First time listener here (I went with Kleiber Jr., trusting the general consensus) - and what can I say? Every every movement, every phrase, every note captivated me. The scherzo - finale switch must be one of the most glorious moments I've heard in all of music. Beethoven achieves in many of his works with ease what every film composer - and, in fact, many a film too - still tries desperately to achieve: a monumental feeling -- if there was ever a piece of music that deserved being called 'epic', it's this one. The glory of Greece and Grandeur of Rome indeed. Its scale is literally godlike - removed from the quibbles of mere mortals.

I think I'll savor it by not listening to it again any time soon. It's probably best to tread delicately on _this_ musical achievement.


----------



## Wood (Feb 21, 2013)

I listened to a rather forgettable recording of this one a few days ago: Boston National Phil., Erich Ridje


----------



## ComposerOfAvantGarde (Dec 2, 2011)

I'm listening to Friedrich Kark and the Odeon Symphony Orchestra.


----------



## Mika (Jul 24, 2009)

I will pick recent Chailly recording. This symphony is my number one. All movements are great. I might check something from the youtube also. Any recommendations?


----------



## techniquest (Aug 3, 2012)

> I'm listening to Friedrich Kark and the Odeon Symphony Orchestra.


That's one I've never heard of.
I might listen to the David Zinman recording on Arte Nova with the Tonhalle Orchestra. Hopefully I can pull out an ancient vinyl recording too - Kletzki / Sudwestfunk Symphny Orchestra of Badeb Baden. This'll be fun 

UPDATE: I listened to the Zinman recording, apparantly it's the first recording on modern instruments according to New Barenreiter Edition (though this means little if anything to me if I'm honest). It's a swift performance throughout but really nicely played with very prominent horns and woodwind. It's coupled with an equally sprightly 6th.
The Kletzki recording (on vinyl) is a tad slower and has more changes in tempo during the movements especially a marked slow-down in the 1st at a climactic reprise of the da-da-da-daaa motif. The sound of course is nowhere near as good as the much more recent Zinman, but it's a decent recording nonetheless.


----------



## Mahlerian (Nov 27, 2012)

Cheyenne said:


> First time listener here (I went with Kleiber Jr., trusting the general consensus) - and what can I say? Every every movement, every phrase, every note captivated me. The scherzo - finale switch must be one of the most glorious moments I've heard in all of music. Beethoven achieves in many of his works with ease what every film composer - and, in fact, many a film too - still tries desperately to achieve: a monumental feeling -- if there was ever a piece of music that deserved being called 'epic', it's this one. The glory of Greece and Grandeur of Rome indeed. Its scale is literally godlike - removed from the quibbles of mere mortals.
> 
> I think I'll savor it by not listening to it again any time soon. It's probably best to tread delicately on _this_ musical achievement.

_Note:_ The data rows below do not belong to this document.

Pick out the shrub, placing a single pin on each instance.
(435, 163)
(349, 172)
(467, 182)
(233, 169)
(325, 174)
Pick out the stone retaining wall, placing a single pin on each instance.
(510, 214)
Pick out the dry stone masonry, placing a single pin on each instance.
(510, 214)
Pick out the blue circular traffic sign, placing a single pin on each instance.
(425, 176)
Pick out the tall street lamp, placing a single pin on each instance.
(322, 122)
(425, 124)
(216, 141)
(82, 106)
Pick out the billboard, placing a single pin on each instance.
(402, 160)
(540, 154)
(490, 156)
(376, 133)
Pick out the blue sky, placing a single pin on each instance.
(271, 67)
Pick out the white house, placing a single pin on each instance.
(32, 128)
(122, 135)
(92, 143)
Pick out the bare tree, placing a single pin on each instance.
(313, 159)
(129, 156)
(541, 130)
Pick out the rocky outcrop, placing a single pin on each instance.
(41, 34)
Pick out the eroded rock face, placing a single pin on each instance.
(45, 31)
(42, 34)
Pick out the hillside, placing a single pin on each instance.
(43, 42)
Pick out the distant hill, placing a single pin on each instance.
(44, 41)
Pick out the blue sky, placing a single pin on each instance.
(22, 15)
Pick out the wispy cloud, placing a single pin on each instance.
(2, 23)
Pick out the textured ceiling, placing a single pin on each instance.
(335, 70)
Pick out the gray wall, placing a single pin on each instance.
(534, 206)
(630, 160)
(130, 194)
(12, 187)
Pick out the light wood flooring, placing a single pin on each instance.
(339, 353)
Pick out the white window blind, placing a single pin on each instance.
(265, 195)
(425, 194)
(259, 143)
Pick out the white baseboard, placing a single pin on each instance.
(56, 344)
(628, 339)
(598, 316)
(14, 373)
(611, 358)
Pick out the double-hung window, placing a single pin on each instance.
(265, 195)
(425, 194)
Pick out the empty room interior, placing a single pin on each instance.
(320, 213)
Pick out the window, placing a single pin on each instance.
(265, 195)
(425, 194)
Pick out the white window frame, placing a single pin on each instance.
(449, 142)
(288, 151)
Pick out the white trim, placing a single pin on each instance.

If you haven't yet, read ETA Hoffmann's assessment, if you can find it.

So, as I stated on two other threads, I listened to Bernstein leading the New York Philharmonic. The reading strives for power and sublimity over clarity, and there are a few voices that get lost, but every sforzando is felt keenly. It falters, if at all, in the more ambivalent mood of the second movement, where one is not sure that the lack of grace is part of the music's intent or not. The scherzo's dark hues are amply contrasted with both the trio's folk-like scraping basses and the finale's radiant bursts of C major.


----------



## realdealblues (Mar 3, 2010)

Well, I listened to 2 different recordings of Beethoven's 5th today.

First up was:









Roger Norrington & The Radio-Sinfonieorchester Stuttgart

This is a really interesting take for me and like I mentioned far against my norm for this particular symphony. I really think this version works for me because of the very fast second movement. I read a review were critic Jed Dislter once said, "Once you get used to the Andante con moto played almost twice as fast as "tradition" deems, you notice the folk-like character of its themes as never before." I felt the same way. Truly an interesting take worth exploring if you haven't heard it before.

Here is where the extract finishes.